Canada could face negative downstream economic effects for some time due to current and ongoing supply chain disruptions plaguing the country.
According to the auditing firm RSM Canada, Canadian businesses can expect disruptions such as port closures, factories shutting down, production halts and labour shortages well into the year 2022.
The findings were reported in the company’s quarterly analysis published in The Real Economy, Canada.
“In addition to these supply chain challenges, the re-elected Liberal government will need to address declining participation rates and the ongoing labour shortage, which will likely remain a key issue for the economy in the short-to-medium term,” said RSM Canada projects and economics partner Alex Kotsopoulos in a news release.
“The government will need to ensure that new spending programs address some of the main items that could move the needle on enhancing Canada’s productivity.”
Among the significant issues highlighted by the firm’s report include increased globalization and the coronavirus pandemic, which have both placed strain on the supply chain.
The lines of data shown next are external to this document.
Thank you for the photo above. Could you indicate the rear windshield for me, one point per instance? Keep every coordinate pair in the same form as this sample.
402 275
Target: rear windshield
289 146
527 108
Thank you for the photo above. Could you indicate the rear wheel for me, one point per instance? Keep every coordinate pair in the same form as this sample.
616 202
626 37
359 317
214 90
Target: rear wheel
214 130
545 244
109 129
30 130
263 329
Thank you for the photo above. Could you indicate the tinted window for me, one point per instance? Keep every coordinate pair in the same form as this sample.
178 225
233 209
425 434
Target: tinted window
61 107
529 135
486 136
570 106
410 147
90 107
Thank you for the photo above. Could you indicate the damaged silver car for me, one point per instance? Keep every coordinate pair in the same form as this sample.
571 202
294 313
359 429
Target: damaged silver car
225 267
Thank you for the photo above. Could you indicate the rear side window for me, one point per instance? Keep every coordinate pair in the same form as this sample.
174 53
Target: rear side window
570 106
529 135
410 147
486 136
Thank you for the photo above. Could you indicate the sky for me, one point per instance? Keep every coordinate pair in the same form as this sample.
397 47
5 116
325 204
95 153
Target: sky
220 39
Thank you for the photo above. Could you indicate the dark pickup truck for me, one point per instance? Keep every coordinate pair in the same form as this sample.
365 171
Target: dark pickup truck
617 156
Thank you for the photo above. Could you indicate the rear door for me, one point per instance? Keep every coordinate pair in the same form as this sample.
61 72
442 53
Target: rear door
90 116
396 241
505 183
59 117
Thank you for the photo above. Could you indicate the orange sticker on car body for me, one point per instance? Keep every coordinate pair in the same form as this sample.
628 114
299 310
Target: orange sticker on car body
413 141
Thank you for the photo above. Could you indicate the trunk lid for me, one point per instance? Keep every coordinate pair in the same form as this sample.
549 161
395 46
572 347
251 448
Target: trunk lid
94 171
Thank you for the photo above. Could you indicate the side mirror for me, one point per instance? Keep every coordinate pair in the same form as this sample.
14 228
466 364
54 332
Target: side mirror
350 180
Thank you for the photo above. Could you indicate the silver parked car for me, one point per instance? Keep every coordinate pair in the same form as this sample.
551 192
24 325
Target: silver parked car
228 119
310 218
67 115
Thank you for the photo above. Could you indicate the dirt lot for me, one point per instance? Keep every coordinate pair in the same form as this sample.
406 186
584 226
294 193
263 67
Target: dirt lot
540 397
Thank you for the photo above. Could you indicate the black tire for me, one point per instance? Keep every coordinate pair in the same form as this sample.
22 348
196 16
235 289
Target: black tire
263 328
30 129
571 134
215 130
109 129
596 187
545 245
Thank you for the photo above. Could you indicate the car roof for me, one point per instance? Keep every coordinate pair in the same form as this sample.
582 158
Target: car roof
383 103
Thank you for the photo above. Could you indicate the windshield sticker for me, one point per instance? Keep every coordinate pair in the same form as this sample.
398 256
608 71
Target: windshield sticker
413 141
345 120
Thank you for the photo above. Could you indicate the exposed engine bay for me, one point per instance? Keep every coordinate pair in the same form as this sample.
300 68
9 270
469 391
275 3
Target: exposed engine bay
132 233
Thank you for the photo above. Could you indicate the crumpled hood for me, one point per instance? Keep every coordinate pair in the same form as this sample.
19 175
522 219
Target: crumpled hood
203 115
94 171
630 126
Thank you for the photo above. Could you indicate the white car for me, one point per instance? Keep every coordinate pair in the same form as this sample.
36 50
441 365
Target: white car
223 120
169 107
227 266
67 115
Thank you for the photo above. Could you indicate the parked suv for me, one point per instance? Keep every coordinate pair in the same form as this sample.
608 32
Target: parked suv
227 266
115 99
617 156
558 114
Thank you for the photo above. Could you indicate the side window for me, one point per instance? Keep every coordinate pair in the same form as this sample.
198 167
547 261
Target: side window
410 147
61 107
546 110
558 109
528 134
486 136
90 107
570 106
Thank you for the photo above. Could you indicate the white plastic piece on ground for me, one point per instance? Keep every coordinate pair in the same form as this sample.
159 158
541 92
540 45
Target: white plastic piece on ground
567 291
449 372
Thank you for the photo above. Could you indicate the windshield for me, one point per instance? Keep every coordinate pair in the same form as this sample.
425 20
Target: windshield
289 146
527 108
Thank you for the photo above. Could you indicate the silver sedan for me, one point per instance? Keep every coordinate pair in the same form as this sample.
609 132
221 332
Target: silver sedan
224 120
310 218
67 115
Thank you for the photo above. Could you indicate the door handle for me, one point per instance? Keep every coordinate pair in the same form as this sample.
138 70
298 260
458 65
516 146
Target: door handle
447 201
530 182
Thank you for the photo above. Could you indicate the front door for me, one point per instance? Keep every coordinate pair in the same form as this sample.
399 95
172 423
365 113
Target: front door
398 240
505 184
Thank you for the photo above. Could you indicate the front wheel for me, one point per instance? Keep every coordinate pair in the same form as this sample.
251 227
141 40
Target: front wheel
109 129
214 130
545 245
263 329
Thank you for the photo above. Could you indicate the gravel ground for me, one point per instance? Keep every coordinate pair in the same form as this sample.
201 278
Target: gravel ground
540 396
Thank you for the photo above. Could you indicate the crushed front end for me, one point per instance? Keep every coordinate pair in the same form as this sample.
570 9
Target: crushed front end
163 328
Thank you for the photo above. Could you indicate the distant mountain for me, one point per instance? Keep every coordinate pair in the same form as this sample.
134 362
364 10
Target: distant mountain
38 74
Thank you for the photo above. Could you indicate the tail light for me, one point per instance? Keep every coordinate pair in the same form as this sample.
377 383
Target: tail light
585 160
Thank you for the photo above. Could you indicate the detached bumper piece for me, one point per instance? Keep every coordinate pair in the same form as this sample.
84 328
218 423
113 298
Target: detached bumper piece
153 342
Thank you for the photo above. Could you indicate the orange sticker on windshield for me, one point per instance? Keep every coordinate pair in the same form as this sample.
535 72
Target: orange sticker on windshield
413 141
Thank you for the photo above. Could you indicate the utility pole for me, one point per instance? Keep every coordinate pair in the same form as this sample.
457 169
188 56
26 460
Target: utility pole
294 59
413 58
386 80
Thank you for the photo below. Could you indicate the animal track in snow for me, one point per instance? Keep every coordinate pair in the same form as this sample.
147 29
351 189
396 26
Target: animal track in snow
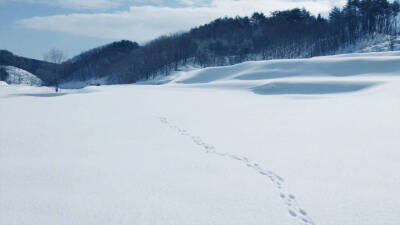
289 199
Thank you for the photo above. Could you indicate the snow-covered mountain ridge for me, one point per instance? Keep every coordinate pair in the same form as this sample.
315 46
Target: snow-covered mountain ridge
20 77
303 141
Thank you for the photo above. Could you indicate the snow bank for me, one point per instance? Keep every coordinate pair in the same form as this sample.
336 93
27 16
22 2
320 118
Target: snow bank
21 77
320 75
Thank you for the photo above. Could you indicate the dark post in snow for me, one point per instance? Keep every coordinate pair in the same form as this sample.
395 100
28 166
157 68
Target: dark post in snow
57 57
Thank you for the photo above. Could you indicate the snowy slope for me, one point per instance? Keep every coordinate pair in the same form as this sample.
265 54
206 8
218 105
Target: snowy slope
20 76
281 142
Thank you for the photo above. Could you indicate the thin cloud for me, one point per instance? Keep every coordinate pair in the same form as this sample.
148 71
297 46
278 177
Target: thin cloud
143 23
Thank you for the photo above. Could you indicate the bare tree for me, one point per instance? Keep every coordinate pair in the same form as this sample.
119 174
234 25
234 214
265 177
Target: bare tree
55 56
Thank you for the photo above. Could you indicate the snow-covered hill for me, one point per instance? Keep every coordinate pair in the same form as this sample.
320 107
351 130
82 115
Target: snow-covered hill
312 141
20 76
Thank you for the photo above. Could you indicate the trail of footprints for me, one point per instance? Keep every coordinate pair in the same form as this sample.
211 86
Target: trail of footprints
293 208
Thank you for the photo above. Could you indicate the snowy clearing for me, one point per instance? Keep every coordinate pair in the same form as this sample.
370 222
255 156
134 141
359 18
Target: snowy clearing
310 141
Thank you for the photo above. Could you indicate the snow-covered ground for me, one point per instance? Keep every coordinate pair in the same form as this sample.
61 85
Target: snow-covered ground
311 141
20 76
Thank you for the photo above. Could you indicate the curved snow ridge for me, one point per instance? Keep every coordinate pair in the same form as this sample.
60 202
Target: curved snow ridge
289 200
21 77
311 88
339 66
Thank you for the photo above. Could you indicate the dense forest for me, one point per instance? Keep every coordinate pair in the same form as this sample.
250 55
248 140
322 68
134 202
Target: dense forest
292 33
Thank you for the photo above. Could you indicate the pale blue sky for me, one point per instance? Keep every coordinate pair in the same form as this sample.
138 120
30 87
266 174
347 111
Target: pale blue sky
32 27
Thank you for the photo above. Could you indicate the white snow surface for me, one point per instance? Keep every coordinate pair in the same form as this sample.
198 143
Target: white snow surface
311 141
21 77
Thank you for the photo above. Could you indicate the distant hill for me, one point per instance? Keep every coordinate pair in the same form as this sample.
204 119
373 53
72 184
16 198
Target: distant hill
14 75
39 68
292 33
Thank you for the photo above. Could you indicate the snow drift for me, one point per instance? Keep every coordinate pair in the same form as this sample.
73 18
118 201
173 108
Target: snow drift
21 77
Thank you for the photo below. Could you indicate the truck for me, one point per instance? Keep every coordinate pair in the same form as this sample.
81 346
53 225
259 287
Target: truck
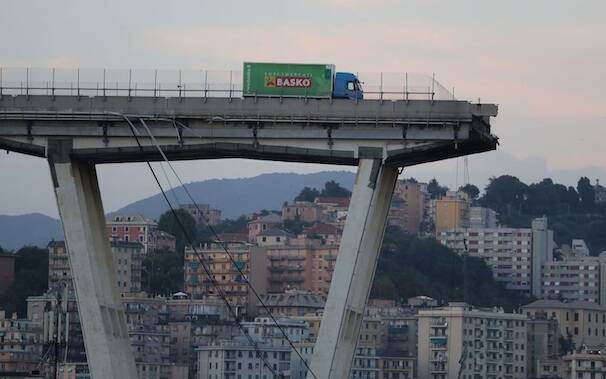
302 80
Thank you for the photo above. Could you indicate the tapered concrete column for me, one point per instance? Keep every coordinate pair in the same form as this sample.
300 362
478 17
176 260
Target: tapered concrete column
354 270
108 348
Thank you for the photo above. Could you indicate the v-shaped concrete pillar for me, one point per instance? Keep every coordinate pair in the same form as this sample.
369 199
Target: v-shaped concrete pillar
354 270
108 348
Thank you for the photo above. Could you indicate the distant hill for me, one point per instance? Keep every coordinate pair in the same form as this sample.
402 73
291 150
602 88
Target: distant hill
235 197
30 229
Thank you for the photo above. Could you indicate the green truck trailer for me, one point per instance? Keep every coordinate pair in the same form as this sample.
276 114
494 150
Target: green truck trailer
298 80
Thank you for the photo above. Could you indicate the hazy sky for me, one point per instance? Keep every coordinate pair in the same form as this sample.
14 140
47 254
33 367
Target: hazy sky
543 62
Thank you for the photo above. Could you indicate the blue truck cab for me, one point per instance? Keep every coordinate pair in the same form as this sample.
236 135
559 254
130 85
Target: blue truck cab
347 86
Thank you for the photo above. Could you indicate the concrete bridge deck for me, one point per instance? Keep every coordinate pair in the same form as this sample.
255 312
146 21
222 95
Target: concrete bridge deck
401 132
75 133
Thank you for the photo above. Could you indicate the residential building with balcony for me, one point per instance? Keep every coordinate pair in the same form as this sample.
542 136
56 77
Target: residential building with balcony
543 344
588 363
239 358
291 303
302 211
203 214
515 255
248 259
137 228
259 224
480 217
20 346
584 322
409 205
127 256
461 341
452 211
7 271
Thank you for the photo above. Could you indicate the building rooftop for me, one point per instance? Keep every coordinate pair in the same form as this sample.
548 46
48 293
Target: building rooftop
54 243
270 218
339 201
127 244
293 299
321 229
274 232
136 219
575 305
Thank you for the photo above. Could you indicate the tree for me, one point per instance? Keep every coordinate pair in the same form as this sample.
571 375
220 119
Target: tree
435 190
423 266
505 194
586 193
307 194
296 226
162 272
470 190
566 344
333 189
182 227
31 278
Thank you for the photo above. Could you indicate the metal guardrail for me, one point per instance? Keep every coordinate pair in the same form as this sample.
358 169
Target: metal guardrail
191 83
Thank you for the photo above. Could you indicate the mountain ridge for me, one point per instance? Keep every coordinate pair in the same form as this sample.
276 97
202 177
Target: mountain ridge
233 197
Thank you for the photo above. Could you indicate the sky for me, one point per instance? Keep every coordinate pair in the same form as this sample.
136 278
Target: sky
542 62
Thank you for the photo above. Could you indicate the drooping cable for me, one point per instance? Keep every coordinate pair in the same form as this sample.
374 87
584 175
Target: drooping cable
202 261
224 247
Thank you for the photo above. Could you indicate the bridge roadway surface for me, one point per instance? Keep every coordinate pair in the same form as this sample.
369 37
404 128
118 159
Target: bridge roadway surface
320 131
75 133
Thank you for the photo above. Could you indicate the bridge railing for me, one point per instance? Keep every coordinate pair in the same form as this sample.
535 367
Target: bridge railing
191 83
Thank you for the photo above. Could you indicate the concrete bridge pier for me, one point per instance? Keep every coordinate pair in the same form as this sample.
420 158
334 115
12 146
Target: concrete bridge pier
102 316
354 270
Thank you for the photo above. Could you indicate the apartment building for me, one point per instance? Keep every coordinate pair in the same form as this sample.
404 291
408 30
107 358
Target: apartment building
238 358
203 214
465 342
260 224
7 271
127 256
452 211
588 363
409 205
368 363
515 255
128 260
291 303
137 228
584 322
480 217
248 259
543 344
20 346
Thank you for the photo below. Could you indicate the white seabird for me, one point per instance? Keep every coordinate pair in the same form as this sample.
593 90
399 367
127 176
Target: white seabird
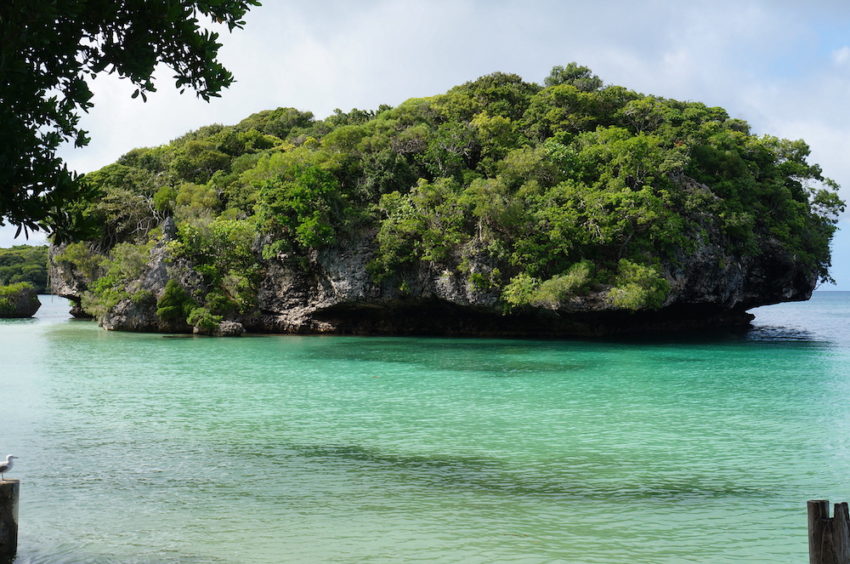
6 466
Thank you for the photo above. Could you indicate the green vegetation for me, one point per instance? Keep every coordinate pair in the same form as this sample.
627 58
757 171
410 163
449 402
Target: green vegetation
18 300
24 263
564 189
49 51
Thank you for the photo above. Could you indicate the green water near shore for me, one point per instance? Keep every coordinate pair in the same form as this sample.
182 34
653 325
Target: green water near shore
145 448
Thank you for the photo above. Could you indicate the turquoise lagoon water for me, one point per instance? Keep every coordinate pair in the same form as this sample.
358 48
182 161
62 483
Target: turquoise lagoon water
148 448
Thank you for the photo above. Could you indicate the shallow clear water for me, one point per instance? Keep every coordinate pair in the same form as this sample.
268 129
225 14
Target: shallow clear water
147 448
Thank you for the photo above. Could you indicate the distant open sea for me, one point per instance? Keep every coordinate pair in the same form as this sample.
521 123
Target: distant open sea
140 448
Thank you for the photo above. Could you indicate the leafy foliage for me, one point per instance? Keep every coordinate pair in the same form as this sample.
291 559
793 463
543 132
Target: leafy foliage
24 263
13 293
563 189
49 51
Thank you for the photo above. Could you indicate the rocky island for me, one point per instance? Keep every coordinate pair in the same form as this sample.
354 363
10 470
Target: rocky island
501 207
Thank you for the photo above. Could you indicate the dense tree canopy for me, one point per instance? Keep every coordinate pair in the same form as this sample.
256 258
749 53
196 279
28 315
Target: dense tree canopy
562 188
24 263
50 49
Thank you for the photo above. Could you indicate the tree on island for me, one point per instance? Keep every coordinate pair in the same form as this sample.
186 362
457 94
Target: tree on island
50 50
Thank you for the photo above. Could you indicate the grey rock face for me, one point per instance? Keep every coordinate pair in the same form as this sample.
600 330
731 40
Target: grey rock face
332 292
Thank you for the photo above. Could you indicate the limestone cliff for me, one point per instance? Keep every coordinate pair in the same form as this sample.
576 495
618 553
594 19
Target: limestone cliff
334 293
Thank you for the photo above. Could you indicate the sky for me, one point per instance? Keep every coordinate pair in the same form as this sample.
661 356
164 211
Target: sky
782 66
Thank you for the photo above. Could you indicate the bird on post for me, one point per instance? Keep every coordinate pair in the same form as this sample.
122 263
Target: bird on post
6 466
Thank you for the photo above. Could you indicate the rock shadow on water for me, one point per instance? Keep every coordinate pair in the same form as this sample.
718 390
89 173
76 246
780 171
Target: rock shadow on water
483 475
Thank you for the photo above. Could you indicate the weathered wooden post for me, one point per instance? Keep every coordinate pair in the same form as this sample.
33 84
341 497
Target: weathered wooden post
9 491
829 537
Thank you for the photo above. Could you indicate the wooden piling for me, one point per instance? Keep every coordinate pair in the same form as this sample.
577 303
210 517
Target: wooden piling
9 492
829 537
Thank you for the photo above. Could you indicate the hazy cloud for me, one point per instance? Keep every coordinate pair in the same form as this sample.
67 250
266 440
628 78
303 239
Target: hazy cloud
783 66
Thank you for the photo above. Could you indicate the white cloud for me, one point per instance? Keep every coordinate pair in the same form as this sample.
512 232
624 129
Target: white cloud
841 56
779 64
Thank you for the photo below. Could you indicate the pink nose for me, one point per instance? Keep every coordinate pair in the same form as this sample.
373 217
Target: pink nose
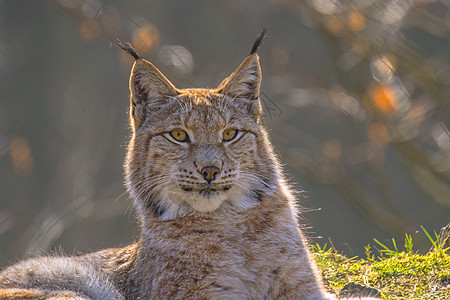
209 173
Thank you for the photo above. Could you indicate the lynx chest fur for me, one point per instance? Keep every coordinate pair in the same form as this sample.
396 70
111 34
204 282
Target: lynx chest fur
217 220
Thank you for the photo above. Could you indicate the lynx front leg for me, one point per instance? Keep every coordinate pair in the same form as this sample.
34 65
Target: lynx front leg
37 294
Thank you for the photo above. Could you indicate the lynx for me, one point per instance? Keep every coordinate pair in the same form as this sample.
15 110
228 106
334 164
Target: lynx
217 220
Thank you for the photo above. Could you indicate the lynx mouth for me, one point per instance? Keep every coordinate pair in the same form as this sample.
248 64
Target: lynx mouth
207 191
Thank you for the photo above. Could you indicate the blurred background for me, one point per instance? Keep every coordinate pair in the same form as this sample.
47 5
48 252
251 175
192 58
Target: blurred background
356 95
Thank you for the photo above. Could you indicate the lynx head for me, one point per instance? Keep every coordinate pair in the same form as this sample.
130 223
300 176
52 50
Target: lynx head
196 151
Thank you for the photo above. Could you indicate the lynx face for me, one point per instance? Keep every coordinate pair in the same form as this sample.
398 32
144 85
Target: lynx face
196 150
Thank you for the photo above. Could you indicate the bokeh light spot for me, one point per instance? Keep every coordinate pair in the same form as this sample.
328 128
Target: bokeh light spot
20 155
384 99
145 38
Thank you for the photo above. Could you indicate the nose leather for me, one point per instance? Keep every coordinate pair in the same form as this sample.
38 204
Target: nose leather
209 173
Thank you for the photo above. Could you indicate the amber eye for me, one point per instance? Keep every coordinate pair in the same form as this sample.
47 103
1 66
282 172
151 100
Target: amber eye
229 134
180 135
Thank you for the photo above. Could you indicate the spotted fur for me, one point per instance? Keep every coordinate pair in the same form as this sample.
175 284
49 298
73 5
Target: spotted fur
235 237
According to the report, the average price to ship a container from Asia Pacific jumped by 63% in March and July of this year forcing many Canadian businesses to look for domestic suppliers.
Alongside shortages in the labour force, there is a significant ongoing talent drain in professional industries such as law firms.
“The global supply chain is already in a very fragile place and further disruption is going to delay the return of full production within the Canadian economy until the middle of 2022,” said RSM Chief Economist Joe Brusuelas.
“This would create conditions for further price volatility, at least until hesitations over the delta variant eases and businesses should be prepared for prices to potentially increase further.
Other observers have also warned of financial consequences due to supply chain concerns. Recently the outlet Baystreet reported that retail was down $1.9% in September due to shipping delays.